Louis C.K., for instance, repeatedly masturbated in front of female coworkers, or simply exposed himself to them. In retrospect, he acknowledged it was wrong, yet could not explain why he had to do it, rather than simply move it to an environment where that type of behavior is societally acceptable.
These sexual drives, fetishized or otherwise, are all-consuming and intense. In the heat of the moment, they feel unbearable. Lust seems to come to us, offering a release for the pressure, yet once the deed is done (whatever it is), shame and guilt rush in, which in turn create more of a desire to return to our perversions. It’s a brutal cycle, familiar to addicts of every stripe.
Perhaps you read this as someone with a fetish and are nervous for the coming condemnation. Well, fear not. One thing I have learned about Jesus is that He can handle our desires. He is capable of understanding them. We need to remember that we do not worship a God who is distant or unfamiliar with our deep longings. We worship a God who desperately longs for all of mankind to return to Him.
For comparison, think about the last time you had your heart broken and how desperately you longed for that person to return to you and reciprocate your feelings. Now multiply that by the number of humans who have ever lived.
No, our God is not unfamiliar with our deep desires. He was there when those things were planted in us. He lived through my second-grade dream with me, and he was there when that other man initiated his ‘rubber fetish.’
I remember being at a church in Chicago and was so beaten down by the weight of my lustful desire that I went forward during communion to pray with a deacon. I told him what I was experiencing and very gently, he put his hand on my shoulder and said, “You know you can hand those to Jesus, right?
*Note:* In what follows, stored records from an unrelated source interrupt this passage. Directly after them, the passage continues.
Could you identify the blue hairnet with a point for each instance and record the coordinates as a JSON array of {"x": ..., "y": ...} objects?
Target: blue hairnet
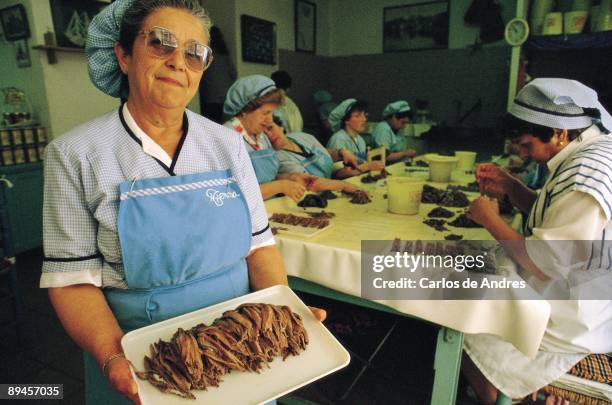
[
  {"x": 395, "y": 108},
  {"x": 336, "y": 115},
  {"x": 102, "y": 34},
  {"x": 245, "y": 90}
]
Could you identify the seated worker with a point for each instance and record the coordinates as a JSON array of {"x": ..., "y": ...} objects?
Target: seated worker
[
  {"x": 302, "y": 153},
  {"x": 292, "y": 117},
  {"x": 561, "y": 124},
  {"x": 348, "y": 119},
  {"x": 251, "y": 100},
  {"x": 395, "y": 117}
]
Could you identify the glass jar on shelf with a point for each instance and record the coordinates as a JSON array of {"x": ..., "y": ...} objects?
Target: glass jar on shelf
[{"x": 16, "y": 109}]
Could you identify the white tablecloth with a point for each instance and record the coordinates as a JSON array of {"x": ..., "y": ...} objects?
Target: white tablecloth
[{"x": 332, "y": 258}]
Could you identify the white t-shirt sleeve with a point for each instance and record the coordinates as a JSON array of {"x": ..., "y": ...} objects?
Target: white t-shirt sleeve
[
  {"x": 69, "y": 228},
  {"x": 554, "y": 246},
  {"x": 261, "y": 234}
]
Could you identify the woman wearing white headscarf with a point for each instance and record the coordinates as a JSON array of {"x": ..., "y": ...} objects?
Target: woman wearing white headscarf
[{"x": 560, "y": 123}]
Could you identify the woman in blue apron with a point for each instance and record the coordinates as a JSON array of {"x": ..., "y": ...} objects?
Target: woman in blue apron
[
  {"x": 302, "y": 153},
  {"x": 251, "y": 101},
  {"x": 151, "y": 211},
  {"x": 561, "y": 124},
  {"x": 347, "y": 120},
  {"x": 396, "y": 116}
]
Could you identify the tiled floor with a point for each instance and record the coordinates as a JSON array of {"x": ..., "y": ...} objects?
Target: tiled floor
[
  {"x": 45, "y": 354},
  {"x": 400, "y": 373}
]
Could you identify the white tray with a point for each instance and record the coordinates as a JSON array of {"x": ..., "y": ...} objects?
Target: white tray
[
  {"x": 296, "y": 230},
  {"x": 323, "y": 355}
]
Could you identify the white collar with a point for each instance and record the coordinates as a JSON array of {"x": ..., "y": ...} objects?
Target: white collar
[
  {"x": 589, "y": 135},
  {"x": 149, "y": 146}
]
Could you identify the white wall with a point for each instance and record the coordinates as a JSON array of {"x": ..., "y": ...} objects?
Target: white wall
[
  {"x": 62, "y": 94},
  {"x": 280, "y": 12},
  {"x": 357, "y": 25},
  {"x": 71, "y": 97}
]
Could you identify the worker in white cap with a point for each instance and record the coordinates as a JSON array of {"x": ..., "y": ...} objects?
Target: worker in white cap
[
  {"x": 396, "y": 116},
  {"x": 559, "y": 123}
]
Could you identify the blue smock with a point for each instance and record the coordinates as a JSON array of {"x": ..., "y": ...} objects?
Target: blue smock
[
  {"x": 384, "y": 135},
  {"x": 184, "y": 242},
  {"x": 357, "y": 145}
]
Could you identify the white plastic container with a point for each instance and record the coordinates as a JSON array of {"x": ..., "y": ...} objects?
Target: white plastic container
[
  {"x": 404, "y": 194},
  {"x": 440, "y": 167},
  {"x": 467, "y": 159}
]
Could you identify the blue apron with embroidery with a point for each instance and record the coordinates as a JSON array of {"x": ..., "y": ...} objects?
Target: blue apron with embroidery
[
  {"x": 319, "y": 164},
  {"x": 184, "y": 242},
  {"x": 265, "y": 163}
]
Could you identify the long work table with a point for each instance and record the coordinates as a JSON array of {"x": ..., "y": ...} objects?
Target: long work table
[{"x": 328, "y": 263}]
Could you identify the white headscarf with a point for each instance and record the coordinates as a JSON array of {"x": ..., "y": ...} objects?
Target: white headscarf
[{"x": 560, "y": 103}]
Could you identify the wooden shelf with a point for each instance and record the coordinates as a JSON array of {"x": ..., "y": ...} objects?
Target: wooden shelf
[
  {"x": 594, "y": 40},
  {"x": 51, "y": 58}
]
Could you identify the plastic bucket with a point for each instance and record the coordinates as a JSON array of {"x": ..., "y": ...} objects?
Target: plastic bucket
[
  {"x": 440, "y": 167},
  {"x": 404, "y": 194},
  {"x": 466, "y": 160}
]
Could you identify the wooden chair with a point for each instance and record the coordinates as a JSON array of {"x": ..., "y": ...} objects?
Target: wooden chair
[{"x": 589, "y": 382}]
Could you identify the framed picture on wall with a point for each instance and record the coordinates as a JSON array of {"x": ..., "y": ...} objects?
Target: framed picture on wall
[
  {"x": 416, "y": 26},
  {"x": 258, "y": 39},
  {"x": 71, "y": 19},
  {"x": 305, "y": 26},
  {"x": 15, "y": 22},
  {"x": 22, "y": 54}
]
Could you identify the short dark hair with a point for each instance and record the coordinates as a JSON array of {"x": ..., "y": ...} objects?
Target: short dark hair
[
  {"x": 514, "y": 128},
  {"x": 282, "y": 79},
  {"x": 357, "y": 106}
]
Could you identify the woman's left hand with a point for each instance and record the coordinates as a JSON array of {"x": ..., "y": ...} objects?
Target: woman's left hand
[
  {"x": 319, "y": 313},
  {"x": 483, "y": 209}
]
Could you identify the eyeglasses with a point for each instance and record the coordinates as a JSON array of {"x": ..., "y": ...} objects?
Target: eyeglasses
[
  {"x": 359, "y": 114},
  {"x": 161, "y": 43}
]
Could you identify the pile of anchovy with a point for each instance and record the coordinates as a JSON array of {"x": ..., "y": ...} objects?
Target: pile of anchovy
[
  {"x": 243, "y": 339},
  {"x": 358, "y": 197},
  {"x": 445, "y": 198},
  {"x": 290, "y": 219},
  {"x": 369, "y": 178}
]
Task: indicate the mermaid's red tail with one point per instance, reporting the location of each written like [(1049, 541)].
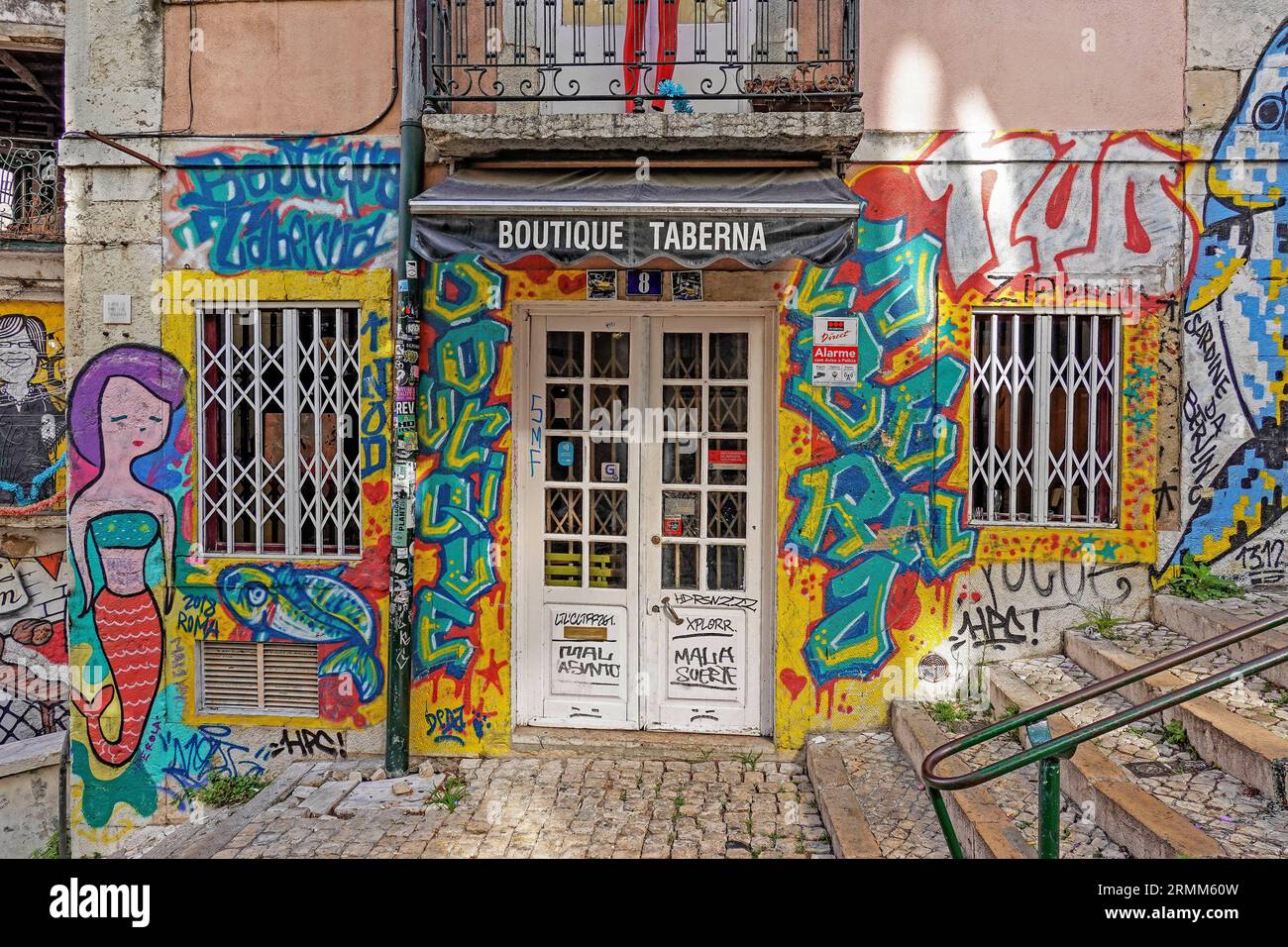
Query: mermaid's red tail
[(129, 630)]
He is able to hold your desires. Are you willing to trust Him with them?” As he said it, he motioned holding an invisible egg before his chest, then offering it over to Jesus. “He is big enough to hold your desires if you are able to let Him.”
It’s not easy, giving up our deep-seated desires to an invisible and often-quiet God. And as Christians, I don’t think it’s healthy to pretend that we do not have them. In fact, bottling them up and keeping them a secret from our trusted brothers and sisters may only result in more damage later on, just as it did with the now-ashamed men of MeToo. Rather than pretending they don’t exist or acting them out, can we be people who offer them to the Lord, knowing that He is gentle and good?
This is done through prayer and silence as well as fellowship with other believers we can trust. And it is certainly not easy. But I believe it will be fruitful in the end.
May we be Christians who don’t ignore these awkward and uncomfortable things, sweeping them away and pretending they don’t exist. Rather, may we address them, both in ourselves and in those close to us in ways which are gentle, true and full of grace. And may we always remember that Christ, who is full of strong desires Himself, knows and understands our lusts and longings.